Anatoly Maslov is among a string of prominent Russian scientists to have been charged with treason in recent years.

Russian physicist Anatoly Maslov has been convicted of treason, according to the press service for courts in the city of Saint Petersburg.

On Tuesday, he was sentenced to 14 years in a penal colony. Maslov, 77, who protests his innocence, is among a string of eminent Russian scientists to have been charged with treason in recent years.

He and a number of the others had conducted theoretical work in areas relevant to the development of hypersonic missiles – cutting-edge weapons capable of carrying payloads at up to 10 times the speed of sound to punch through air-defence systems.

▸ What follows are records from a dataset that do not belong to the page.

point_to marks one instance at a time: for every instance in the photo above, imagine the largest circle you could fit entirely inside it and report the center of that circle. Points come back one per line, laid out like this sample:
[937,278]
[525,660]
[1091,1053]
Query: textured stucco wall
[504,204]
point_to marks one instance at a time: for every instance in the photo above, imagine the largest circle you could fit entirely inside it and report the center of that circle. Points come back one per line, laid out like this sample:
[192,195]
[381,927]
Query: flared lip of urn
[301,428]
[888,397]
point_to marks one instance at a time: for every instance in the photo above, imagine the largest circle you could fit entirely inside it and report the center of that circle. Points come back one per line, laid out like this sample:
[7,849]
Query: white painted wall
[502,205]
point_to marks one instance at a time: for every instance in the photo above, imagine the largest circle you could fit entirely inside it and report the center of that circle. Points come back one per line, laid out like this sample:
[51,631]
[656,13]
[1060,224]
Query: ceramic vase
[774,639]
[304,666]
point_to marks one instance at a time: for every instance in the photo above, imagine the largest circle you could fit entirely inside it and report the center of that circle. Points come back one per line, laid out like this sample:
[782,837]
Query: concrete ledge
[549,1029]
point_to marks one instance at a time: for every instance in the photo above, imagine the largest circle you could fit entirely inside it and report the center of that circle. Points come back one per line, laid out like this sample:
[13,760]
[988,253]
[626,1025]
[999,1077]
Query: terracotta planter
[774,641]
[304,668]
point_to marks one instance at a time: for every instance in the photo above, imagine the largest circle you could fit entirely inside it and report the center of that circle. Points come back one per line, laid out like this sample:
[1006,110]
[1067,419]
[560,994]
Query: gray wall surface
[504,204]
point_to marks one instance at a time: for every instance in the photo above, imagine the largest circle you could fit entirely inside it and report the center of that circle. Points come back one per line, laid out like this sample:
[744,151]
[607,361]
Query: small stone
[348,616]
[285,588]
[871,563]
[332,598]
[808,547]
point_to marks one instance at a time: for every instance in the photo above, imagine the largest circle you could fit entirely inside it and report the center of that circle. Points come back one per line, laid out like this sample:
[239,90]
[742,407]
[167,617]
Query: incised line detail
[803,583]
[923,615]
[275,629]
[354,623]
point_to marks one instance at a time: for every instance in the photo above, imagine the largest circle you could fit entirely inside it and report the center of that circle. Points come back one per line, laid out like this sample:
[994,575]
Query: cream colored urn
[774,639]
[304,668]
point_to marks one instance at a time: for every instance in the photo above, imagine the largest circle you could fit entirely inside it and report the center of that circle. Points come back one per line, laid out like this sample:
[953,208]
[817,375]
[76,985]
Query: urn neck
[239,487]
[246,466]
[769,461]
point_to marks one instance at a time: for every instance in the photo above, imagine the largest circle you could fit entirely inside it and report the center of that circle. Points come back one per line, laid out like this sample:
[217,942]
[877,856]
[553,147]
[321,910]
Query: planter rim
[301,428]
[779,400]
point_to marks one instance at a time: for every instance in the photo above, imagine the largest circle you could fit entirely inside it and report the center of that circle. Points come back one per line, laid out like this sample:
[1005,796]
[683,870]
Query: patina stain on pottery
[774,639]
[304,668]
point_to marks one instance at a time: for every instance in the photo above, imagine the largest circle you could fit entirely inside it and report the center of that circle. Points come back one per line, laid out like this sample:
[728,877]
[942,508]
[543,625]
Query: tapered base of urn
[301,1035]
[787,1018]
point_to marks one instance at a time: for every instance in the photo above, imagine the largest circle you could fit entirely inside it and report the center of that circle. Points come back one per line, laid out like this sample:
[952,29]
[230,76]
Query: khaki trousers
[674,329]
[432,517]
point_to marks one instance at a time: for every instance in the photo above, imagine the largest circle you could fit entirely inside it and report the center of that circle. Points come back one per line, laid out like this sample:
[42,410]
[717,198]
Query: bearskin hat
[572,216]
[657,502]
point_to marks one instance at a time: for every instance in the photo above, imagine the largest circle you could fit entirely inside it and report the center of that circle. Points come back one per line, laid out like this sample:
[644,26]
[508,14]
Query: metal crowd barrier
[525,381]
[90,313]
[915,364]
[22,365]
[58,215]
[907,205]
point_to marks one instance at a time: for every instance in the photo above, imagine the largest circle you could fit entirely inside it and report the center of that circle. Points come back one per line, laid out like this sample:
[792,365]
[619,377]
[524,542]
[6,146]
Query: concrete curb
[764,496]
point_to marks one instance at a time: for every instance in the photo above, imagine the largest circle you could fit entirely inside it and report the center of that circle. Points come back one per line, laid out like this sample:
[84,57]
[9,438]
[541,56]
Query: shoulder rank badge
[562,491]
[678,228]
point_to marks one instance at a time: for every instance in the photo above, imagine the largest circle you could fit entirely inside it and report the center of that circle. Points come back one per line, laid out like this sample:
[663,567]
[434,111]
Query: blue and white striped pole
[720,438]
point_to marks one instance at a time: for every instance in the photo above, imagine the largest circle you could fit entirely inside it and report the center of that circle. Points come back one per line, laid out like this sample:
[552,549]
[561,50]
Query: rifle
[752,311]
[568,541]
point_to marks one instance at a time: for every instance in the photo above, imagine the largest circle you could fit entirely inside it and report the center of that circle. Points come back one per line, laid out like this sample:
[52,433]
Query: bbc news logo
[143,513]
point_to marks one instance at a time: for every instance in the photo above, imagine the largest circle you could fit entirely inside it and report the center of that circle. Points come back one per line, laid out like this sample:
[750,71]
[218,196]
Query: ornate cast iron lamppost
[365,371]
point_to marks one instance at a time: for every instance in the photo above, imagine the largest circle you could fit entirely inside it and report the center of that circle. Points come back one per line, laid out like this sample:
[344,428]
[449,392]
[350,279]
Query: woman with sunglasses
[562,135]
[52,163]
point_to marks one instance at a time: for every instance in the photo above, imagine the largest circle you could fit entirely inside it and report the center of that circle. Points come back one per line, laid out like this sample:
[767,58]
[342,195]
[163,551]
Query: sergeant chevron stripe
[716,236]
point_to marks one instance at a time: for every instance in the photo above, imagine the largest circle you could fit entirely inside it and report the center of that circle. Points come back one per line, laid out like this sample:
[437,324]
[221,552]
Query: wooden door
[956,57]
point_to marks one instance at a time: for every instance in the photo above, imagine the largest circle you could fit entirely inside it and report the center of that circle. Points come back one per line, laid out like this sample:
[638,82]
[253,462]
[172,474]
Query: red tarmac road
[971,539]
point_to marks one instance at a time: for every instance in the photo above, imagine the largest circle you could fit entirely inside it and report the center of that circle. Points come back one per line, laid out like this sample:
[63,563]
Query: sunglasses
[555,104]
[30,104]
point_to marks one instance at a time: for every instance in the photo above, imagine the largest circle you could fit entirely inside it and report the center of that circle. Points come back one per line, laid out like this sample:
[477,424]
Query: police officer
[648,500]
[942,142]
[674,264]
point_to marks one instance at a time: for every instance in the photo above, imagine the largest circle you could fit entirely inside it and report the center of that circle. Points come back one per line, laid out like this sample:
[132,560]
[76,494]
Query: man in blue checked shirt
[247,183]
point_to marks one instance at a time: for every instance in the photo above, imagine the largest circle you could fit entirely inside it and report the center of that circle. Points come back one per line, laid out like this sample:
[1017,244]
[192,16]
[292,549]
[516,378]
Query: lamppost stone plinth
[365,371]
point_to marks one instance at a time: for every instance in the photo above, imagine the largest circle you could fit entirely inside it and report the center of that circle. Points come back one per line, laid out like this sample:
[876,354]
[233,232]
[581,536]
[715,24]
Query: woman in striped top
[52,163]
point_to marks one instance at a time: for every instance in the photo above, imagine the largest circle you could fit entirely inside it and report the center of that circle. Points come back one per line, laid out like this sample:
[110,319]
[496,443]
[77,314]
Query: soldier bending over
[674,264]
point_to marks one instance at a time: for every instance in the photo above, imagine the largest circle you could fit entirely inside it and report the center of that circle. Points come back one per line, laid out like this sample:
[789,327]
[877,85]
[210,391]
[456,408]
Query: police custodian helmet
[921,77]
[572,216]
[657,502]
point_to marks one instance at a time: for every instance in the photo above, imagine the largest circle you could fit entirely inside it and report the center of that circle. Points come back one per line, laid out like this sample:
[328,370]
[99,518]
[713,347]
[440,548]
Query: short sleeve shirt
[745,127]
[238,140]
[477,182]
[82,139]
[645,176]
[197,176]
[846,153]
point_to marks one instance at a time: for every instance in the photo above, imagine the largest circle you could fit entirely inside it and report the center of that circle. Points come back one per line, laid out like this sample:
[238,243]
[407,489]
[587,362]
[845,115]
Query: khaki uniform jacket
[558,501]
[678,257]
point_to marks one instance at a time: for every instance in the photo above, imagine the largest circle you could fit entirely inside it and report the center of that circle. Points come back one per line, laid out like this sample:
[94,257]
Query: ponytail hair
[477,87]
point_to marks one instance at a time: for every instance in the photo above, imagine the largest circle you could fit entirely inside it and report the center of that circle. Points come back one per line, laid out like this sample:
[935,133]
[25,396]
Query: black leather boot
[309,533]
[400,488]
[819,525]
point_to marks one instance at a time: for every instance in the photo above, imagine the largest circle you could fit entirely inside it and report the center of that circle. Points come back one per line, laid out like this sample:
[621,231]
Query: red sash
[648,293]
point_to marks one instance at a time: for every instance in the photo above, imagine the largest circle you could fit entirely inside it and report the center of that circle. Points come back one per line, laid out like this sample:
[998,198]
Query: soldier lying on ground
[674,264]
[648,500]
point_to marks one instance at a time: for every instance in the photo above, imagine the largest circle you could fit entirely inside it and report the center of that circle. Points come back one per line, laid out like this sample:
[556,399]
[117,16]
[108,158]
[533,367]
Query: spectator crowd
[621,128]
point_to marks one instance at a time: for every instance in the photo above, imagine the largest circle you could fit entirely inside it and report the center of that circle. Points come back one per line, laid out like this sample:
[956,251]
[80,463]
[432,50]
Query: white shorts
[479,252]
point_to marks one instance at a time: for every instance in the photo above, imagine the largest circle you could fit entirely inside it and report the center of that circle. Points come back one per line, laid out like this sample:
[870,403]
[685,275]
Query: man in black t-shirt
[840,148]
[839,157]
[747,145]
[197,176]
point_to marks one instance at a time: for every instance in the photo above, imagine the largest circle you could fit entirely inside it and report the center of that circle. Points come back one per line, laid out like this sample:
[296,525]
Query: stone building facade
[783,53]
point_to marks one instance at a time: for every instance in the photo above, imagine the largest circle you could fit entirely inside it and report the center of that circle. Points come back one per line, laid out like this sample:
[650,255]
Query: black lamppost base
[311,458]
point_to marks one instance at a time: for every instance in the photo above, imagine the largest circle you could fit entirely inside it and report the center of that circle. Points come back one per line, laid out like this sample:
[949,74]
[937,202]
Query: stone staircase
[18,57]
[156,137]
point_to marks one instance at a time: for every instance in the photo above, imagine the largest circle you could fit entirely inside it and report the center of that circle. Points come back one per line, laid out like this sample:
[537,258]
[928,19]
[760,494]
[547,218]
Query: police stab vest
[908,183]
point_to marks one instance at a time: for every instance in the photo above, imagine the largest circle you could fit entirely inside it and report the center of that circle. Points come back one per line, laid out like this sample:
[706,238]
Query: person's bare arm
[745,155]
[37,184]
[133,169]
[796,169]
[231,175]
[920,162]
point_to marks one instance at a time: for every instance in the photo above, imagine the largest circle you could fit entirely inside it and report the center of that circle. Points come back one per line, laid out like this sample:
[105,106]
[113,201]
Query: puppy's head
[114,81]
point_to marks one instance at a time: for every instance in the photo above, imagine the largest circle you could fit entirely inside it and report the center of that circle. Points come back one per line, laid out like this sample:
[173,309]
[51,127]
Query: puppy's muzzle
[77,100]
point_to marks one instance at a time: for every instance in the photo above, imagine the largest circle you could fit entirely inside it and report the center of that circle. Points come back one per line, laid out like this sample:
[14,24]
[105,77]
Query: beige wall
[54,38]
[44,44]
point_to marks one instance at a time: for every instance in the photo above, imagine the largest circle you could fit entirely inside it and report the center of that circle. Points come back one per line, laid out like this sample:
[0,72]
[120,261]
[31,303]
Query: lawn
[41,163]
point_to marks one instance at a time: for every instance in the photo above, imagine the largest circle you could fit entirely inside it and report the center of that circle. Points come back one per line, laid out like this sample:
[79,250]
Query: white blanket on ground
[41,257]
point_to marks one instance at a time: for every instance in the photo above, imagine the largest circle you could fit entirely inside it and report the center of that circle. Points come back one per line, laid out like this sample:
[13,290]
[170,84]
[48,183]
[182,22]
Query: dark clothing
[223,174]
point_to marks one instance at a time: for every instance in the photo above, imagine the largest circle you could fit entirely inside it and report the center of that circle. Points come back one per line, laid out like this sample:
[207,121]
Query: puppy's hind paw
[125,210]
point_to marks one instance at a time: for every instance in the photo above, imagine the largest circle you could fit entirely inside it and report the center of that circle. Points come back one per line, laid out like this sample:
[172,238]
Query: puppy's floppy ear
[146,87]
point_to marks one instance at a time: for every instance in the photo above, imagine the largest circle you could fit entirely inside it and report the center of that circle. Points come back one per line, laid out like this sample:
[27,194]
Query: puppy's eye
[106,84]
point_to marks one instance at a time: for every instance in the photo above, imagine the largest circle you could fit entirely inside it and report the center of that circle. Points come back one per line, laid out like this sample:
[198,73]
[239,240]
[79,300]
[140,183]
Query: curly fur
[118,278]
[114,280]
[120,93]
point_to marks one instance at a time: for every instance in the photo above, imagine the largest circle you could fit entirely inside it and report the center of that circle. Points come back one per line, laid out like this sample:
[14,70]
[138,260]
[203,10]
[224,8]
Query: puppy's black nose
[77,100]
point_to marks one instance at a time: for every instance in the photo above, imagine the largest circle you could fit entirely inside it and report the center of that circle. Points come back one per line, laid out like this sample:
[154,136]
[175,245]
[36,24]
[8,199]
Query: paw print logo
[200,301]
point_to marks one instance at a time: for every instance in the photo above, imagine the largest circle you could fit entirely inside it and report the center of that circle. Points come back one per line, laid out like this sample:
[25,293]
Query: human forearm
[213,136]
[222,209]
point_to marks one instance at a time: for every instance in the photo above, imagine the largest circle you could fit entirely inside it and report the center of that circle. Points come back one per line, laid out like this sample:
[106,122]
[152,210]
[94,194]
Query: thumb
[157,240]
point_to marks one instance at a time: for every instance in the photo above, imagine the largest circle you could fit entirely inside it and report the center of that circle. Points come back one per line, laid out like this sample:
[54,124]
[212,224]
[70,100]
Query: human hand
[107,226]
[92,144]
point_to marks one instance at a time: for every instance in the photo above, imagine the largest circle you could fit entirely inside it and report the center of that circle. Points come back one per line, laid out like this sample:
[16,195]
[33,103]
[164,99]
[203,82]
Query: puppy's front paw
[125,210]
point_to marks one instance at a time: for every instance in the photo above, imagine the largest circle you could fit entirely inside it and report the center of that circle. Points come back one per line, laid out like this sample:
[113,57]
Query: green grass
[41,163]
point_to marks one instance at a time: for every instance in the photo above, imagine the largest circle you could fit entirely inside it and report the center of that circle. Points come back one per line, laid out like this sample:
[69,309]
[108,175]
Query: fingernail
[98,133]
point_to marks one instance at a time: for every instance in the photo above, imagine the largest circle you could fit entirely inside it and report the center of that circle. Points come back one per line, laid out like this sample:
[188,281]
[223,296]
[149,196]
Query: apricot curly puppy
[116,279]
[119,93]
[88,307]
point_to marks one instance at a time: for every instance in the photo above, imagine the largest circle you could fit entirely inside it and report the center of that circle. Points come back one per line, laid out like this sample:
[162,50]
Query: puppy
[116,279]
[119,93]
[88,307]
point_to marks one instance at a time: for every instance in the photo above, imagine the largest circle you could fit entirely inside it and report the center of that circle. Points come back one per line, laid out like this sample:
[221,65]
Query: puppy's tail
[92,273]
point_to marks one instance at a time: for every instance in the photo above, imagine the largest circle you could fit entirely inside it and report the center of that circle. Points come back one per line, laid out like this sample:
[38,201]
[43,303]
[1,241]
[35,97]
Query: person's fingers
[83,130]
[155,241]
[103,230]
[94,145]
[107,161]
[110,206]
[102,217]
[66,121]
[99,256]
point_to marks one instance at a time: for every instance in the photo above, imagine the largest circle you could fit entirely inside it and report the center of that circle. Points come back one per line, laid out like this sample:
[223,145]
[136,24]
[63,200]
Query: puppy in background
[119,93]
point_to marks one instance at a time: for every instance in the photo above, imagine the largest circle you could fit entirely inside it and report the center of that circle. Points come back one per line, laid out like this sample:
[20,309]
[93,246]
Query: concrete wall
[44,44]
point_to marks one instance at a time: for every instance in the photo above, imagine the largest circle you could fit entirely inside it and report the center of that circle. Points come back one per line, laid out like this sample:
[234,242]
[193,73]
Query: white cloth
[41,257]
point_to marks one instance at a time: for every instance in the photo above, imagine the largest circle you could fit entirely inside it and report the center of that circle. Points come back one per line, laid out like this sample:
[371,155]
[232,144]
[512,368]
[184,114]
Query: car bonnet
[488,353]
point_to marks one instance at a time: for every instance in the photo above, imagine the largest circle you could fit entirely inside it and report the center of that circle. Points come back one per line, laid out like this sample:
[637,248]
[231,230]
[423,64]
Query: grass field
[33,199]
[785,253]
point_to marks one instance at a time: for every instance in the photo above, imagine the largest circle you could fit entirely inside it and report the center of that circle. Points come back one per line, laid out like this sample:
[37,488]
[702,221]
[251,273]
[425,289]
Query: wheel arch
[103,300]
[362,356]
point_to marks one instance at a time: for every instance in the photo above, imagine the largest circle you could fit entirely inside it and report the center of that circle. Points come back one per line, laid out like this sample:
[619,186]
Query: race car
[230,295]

Maslov was accused of sharing top-secret data related to Russia’s hypersonic missile programme with Germany.

Alexander Shiplyuk and Valery Zvegintsev, two other scientists from the same Siberian institute, all specialists in hypersonics, who have also been arrested since 2022 on treason charges, are awaiting trial.

President Vladimir Putin has said repeatedly that Russia is a world leader in this field of weaponry.

Lawyer Yevgeny Smirnov of Pervy Otdel (First Department), an association that specialises in defending people in cases of treason and espionage, said the charges against the three scientists were approximately the same – leaking information considered a state secret while participating in an international conference or research.

“Any conviction against Maslov is a gross violation of the law,” he told the Reuters news agency.

“I am sure that Maslov is not guilty of the acts accused of him and is a victim of the policies of the Russian authorities.”

Chilling effect

In a rare open letter published last year, colleagues of Maslov, Shiplyuk and Zvegintsev said the men were innocent and the scientific papers they had published or presented to international conferences had been vetted to ensure they did not include restricted information.

They said the cases were having a chilling effect on Russian academia and making it impossible for scientists to do their jobs.

In response, the Kremlin said at the time that the men faced “very serious accusations” and their cases were a matter for the security services.

Russian media cited Maslov’s lawyer as saying that the physicist, in a final address to the court, said he had dedicated his whole life to science and never dreamed of betraying his country.

The defence said Maslov had suffered a heart attack at the start of the year and a long jail term would be tantamount to a death sentence.

‘Exclusively political step’

Last month, Alexander Kuranov, another scientist in the same field, was jailed for seven years. Russian newspaper Kommersant said he had been given a reduced sentence in return for testifying against Maslov.

“It is obvious that the persecution of scientists is an exclusively political step by the Russian authorities, by which they seek to show that intelligence services around the world are trying to steal the secrets of Russian weapons,” said Smirnov of Pervy Otdel.

He said the detained scientists were not working directly on weapons, but were studying physical processes associated with high speeds.

“The essence of the charge is approximately the same for everyone,” Smirnov said, adding that the so-called secrets were actually “openly published and available to anyone”.